In his recommendation letter, Regan also claims, the "act was committed over seventy-five years after the period of relevance identified for monuments to be placed in the plaza, per city code."
However, James Michael Butler, Kenan Distinguished Professor of History at Flagler College, argues the marker would not take away but add to the narrative of the plaza by bringing in history from the Jim Crow era.
"There is nothing between enslavement and the Civil Rights Movement currently in the plaza. A monument that notates the fact that a lynching happened [in St. Johns County], as well, fills in the gap between that history," the professor said. "This issue is not just St. Augustine's issue, this is part of a greater movement to commemorate one of the most difficult times in American history, so that we can learn from it, have dialogue about it and understand why we are at the position that we're at as a society."
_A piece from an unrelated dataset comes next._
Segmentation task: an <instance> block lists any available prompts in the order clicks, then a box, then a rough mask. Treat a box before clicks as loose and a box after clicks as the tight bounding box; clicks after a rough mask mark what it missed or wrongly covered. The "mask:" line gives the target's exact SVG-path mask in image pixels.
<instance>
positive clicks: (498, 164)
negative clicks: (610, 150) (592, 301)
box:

Phillips says the letter was like a slap in the face.
"Are we angry? Yeah, we're angry," she said. "And we're not getting ready to just, you know, play dead and pretend like this didn't happen."
Regan plans to present his recommendation to the city commissioners at its meeting at end of the month before a final vote.
Florida led the nation in per capita lynchings. According to Butler, it was more dangerous for African Americans to live in Florida during the time than to live in Mississippi, Georgia or Alabama.